[School History Logo]

The History of our Public Schools
Wyandotte County, Kansas




Site Navigation: History Homepage / Biographies Index / Building Index of Libraries and Schools / Ethnic History of Schools / FAQs - Did You Know? / First Things First / Historian's Roundtable of Wyandotte County / Maps and Land Records / One-Room Schoolhouses / Picture Gallery / Publications, Online Transcriptions, Links / Queries / Copyright/Disclaimer

Contact the History Webmaster - Patricia Adams

Page Divider Bar

Stowe School

Stowe School - 1905

Picture Gallery

Other Names:  Walker, B. K. Bruce

Architectural Analysis - Public School Buildings (New/Additions) by Rose and Peterson - 1890-1927

Architectural Blue Prints and/or Plot Plan of School Building

New Item Cassroom Climate and the Nature of the Child and An Elementary School Looks at the Fundamental for Children in Our Time by Principal E. I. Bassett (written between 1940 and 1957)

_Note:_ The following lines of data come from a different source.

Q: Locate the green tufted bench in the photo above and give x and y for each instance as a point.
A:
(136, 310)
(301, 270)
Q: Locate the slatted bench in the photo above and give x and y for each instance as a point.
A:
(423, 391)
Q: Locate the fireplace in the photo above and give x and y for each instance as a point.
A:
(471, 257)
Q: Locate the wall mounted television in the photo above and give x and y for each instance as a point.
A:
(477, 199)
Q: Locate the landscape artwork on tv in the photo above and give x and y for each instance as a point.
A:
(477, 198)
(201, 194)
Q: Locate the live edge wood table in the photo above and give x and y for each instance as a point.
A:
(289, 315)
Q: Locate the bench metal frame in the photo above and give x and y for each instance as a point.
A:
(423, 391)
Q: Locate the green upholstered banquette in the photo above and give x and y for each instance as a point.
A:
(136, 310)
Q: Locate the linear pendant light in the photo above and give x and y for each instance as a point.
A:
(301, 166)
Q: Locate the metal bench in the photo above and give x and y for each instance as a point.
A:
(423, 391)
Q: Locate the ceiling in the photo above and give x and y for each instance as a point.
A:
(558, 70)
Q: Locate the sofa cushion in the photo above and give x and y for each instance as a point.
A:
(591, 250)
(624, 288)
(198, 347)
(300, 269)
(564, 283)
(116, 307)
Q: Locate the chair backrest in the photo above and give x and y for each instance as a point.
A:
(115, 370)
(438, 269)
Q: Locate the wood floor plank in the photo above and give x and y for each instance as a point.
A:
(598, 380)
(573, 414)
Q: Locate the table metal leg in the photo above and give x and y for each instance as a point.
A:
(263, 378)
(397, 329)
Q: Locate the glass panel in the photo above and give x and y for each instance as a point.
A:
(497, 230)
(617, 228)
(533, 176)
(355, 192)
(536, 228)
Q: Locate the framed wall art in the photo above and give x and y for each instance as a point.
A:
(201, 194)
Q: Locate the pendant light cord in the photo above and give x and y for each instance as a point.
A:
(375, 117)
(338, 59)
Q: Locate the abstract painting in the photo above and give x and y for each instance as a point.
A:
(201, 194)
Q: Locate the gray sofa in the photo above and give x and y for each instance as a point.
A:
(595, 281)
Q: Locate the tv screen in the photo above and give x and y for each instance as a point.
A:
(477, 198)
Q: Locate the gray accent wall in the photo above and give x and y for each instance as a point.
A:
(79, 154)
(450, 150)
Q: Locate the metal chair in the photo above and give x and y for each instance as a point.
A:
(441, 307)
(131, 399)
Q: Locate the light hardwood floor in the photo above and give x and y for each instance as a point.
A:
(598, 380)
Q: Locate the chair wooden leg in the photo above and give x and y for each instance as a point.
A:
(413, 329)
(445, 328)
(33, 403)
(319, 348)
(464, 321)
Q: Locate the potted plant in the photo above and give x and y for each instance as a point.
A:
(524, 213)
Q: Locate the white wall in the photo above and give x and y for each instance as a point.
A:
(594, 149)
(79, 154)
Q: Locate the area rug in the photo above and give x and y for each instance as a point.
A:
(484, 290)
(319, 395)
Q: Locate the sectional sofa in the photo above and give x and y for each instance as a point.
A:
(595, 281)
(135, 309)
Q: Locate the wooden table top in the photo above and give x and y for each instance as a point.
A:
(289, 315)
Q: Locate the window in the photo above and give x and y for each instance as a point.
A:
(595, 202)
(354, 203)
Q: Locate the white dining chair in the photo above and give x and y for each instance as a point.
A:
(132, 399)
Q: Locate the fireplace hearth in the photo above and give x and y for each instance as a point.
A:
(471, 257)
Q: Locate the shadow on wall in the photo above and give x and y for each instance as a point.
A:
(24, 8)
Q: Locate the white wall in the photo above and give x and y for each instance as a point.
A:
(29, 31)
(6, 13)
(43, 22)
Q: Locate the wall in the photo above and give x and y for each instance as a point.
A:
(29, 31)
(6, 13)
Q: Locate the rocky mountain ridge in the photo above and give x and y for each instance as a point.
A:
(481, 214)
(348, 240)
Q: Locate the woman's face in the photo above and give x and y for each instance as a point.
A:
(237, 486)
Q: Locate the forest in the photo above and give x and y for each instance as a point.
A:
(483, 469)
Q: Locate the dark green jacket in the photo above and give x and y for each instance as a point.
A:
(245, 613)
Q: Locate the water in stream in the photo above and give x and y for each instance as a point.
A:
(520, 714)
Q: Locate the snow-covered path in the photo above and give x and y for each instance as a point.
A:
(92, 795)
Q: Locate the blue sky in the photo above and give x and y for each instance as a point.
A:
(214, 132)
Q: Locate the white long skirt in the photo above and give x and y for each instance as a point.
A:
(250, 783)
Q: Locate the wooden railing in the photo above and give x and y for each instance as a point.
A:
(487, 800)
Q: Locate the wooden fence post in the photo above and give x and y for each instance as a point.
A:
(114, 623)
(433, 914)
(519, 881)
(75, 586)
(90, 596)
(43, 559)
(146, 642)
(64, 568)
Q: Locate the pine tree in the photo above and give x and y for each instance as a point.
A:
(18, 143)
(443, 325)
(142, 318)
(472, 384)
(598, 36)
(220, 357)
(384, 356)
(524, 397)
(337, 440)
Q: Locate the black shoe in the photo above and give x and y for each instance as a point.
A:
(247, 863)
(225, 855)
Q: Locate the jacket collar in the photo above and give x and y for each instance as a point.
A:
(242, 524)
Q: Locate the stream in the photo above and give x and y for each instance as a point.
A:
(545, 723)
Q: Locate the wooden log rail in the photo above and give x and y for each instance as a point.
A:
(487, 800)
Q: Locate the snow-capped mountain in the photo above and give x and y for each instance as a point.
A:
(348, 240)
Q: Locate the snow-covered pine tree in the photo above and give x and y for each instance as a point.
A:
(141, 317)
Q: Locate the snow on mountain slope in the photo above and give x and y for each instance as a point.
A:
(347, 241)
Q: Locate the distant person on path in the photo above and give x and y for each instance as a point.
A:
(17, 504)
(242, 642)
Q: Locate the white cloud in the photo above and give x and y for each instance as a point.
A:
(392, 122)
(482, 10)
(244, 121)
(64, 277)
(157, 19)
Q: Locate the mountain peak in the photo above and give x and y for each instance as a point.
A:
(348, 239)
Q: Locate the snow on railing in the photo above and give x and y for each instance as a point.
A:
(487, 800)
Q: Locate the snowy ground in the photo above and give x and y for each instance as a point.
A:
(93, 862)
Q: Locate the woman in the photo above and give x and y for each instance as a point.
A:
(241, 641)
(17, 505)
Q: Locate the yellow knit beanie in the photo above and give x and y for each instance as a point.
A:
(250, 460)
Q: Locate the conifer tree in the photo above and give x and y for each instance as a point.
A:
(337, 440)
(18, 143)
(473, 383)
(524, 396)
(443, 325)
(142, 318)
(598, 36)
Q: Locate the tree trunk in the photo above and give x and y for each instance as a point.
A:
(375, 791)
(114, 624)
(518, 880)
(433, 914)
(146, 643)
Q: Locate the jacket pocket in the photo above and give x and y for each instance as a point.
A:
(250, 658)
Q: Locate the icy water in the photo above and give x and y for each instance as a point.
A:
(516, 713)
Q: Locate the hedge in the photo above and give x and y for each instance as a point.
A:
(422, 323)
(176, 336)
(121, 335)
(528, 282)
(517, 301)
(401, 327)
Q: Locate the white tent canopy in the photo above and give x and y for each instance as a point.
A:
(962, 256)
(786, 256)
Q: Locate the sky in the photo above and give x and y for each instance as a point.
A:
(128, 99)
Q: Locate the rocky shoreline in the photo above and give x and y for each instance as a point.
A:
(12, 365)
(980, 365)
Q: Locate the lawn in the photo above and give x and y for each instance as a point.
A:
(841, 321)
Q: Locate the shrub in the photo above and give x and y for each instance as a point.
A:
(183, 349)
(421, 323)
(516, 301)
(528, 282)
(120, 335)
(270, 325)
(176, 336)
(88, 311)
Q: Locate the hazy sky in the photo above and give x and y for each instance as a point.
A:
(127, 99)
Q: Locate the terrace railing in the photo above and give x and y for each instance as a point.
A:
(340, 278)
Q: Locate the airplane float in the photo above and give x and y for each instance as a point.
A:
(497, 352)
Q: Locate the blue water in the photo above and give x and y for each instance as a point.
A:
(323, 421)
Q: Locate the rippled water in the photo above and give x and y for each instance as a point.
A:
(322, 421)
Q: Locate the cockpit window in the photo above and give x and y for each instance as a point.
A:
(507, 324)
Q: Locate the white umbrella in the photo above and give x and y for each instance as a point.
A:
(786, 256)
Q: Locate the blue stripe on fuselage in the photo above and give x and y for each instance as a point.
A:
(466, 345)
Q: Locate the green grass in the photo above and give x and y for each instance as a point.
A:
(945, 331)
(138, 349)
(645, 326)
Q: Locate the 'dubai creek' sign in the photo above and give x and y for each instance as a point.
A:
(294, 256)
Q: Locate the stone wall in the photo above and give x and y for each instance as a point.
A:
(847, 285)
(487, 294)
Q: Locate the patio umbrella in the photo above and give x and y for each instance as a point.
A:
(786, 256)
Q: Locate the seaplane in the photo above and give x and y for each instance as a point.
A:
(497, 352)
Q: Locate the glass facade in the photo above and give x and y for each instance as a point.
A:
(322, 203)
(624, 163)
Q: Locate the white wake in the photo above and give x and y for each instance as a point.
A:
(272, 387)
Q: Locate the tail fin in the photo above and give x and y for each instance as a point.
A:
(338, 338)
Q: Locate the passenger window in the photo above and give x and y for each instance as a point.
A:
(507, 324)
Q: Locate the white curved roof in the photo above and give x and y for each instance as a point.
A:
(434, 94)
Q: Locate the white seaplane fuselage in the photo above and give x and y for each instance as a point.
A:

Blue Flash Bar Page Divider


June 1, 1859 - Book of Patents, Page 67 - Patent dated June 1, 1859, Competent Class A, No. 161 on Plat.  Grounds registered to Matthew R. Walker, head of a family consisting of himself, Lydia B. Walker, Adaline Walker, Sarah L. Walker, Thomas G. Walker, Malcolm Walker, Percy L. Walker, Clarence F. Walker and Lillian Walker.

Pursuant to the provisions, of the 2nd, 3rd and 4th articles of the treaty concluded on the 31st day of January, 1855, between the Commissioners on the part of the United States and the Wyandott tribe of Indians, the following allotment of land has been made to Matthew R. Walker, head of a family as aforesaid to wit:  Commencing on the North East corner of the South West quarter of Section 34, Township 10, S. of Range 25, East, thence West 17 poles, South 80 poles, West 63 poles South 57 poles, West 65 poles, East 80 poles, South to the West bank of the Missouri River, thence up along the same with the meanders thereof to a point due East of beginning, West to beginning, containing 289.27 acres, said allotment of land being situated in what is known as the Wyandott Reserve in Kansas, situated in the fork of the Missouri and Kansas Rivers.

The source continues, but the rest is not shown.